Le 6 octobre 1973, suite à une attaque surprise des armées égyptiennes et syriennes contre Israël, commence la guerre du Kippour. Elle durera trois semaines et débouchera sur une victoire des armées de l'Etat hébreu. Avec pour conséquence immédiate, une augmentation de 70% du pétrole décidée par les pays de l'OPEP: en un an l'or noir passe de 3 $ le baril à 12 $. La crise économique s'impose alors dans les économies mondiales pour plusieurs années.

Le Président Pompidou meurt le 2 avril 1974, suite à la "maladie de Waldenström". L'immense majorité des français ignorait tout de la maladie du Président, même si son aspect physique soulevait bien des interrogations.

"Georges Pompidou a enraciné les institutions. L'histoire retiendra surtout son grand dessin modernisateur; prenant le relais du général de Gaulle, il a imprimé une impulsion décisive à la transformation de l'économie: après la modernisation de l'agriculture qui a été le fait des agriculteurs eux-mêmes, il a accéléré l'industrialisation. Il a contribué à faire de la France l'une des grandes nations productrices et l'une des premières puissances exportatrices: il l'a hissé dans le peloton de tête, avec les Etats-Unis, l'URSS, le Japon et l'Allemagne fédérale, passant devant la Grande Bretagne qui fut si longtemps le modèle envié de nation industrielle et commerçante." (4)


Valéry Giscard d'Estaing: né en 1926. Président du 27 mai 1974 au 21 mai 1981.

Valéry Giscard d'Estaing
Valéry Giscard d'Estaing, surnommé VGE, est issue de la haute bourgeoisie française. Elève très brillant (bac philo et mathématiques à 16 ans!!!), il est diplômé de l'école Polytechnique et de l'ENA. Après ses études il intègre le corps de l'Inspection Générale des Finances.
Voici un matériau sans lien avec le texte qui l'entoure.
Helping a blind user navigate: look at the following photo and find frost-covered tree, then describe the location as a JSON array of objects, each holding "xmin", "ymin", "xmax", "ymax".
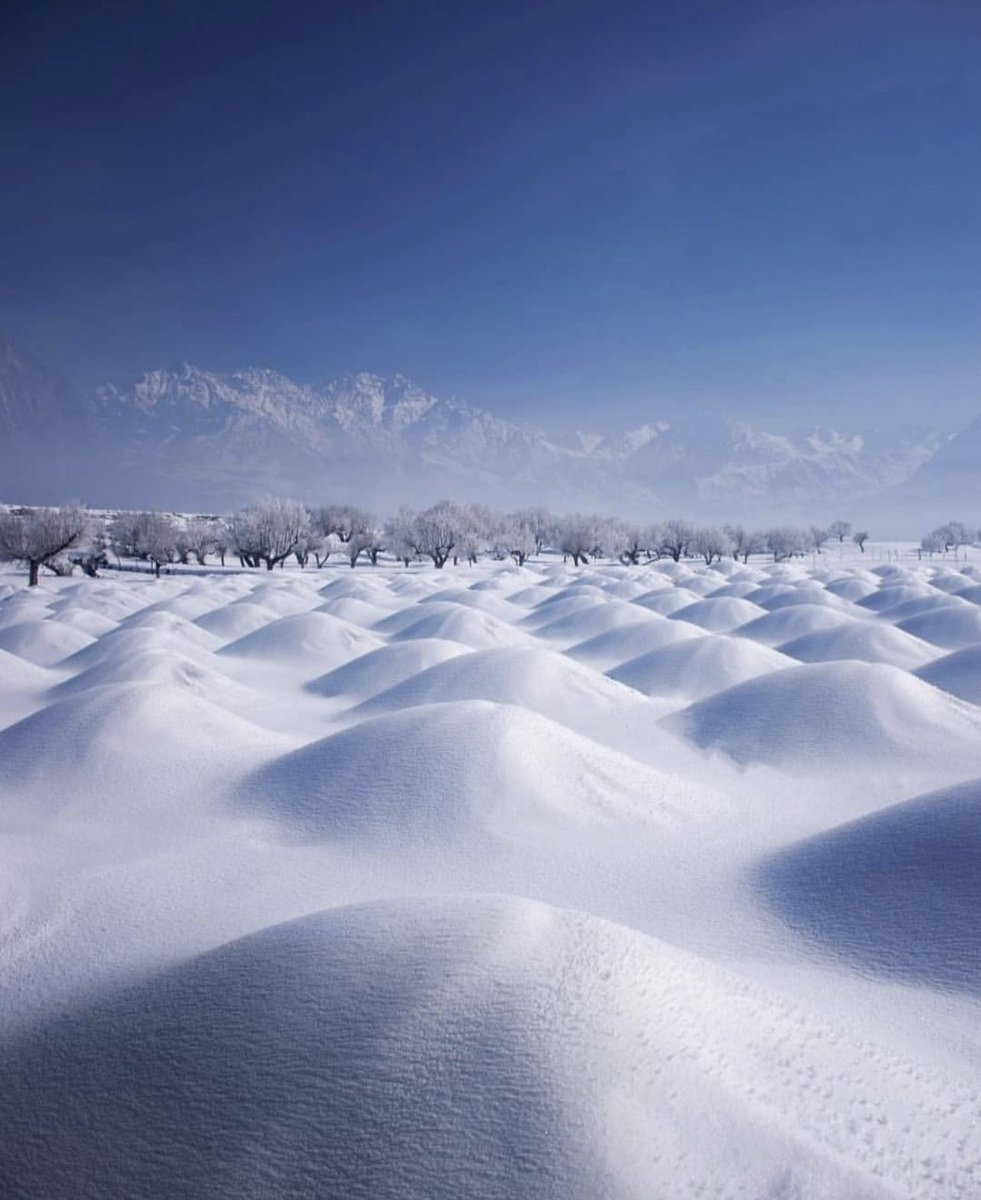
[
  {"xmin": 808, "ymin": 526, "xmax": 829, "ymax": 554},
  {"xmin": 723, "ymin": 525, "xmax": 763, "ymax": 563},
  {"xmin": 691, "ymin": 526, "xmax": 732, "ymax": 565},
  {"xmin": 557, "ymin": 514, "xmax": 602, "ymax": 567},
  {"xmin": 384, "ymin": 508, "xmax": 418, "ymax": 567},
  {"xmin": 0, "ymin": 505, "xmax": 89, "ymax": 586},
  {"xmin": 231, "ymin": 498, "xmax": 309, "ymax": 570},
  {"xmin": 410, "ymin": 501, "xmax": 460, "ymax": 569},
  {"xmin": 852, "ymin": 529, "xmax": 869, "ymax": 554},
  {"xmin": 656, "ymin": 519, "xmax": 695, "ymax": 563},
  {"xmin": 108, "ymin": 510, "xmax": 180, "ymax": 576},
  {"xmin": 497, "ymin": 511, "xmax": 537, "ymax": 566},
  {"xmin": 765, "ymin": 526, "xmax": 805, "ymax": 562},
  {"xmin": 829, "ymin": 520, "xmax": 851, "ymax": 543}
]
Dès janvier 1959, il accède aux fonctions ministérielles: d'abord secrétaire d'Etat aux finances, puis en janvier 1962, ministres des finances. Evincé du ministère en 1966, il est de plus en plus critique vis à vis du pouvoir du général de Gaulle ( il dénonce "l'exercice solitaire du pouvoir") et appelle à voter "non" au référendum d'avril 1969. 
Il soutiendra Georges Pompidou qui en fera son ministre des finances. Parallèlement, il est le président des Républicains Indépendants, parti qui se montrera très critique vis à vis de l'UDR, alors sous les feux de l'actualité pour plusieurs affaires compromettantes. Michel Poniatowski*, adjoint de VGE, parle alors "des copains et des coquins".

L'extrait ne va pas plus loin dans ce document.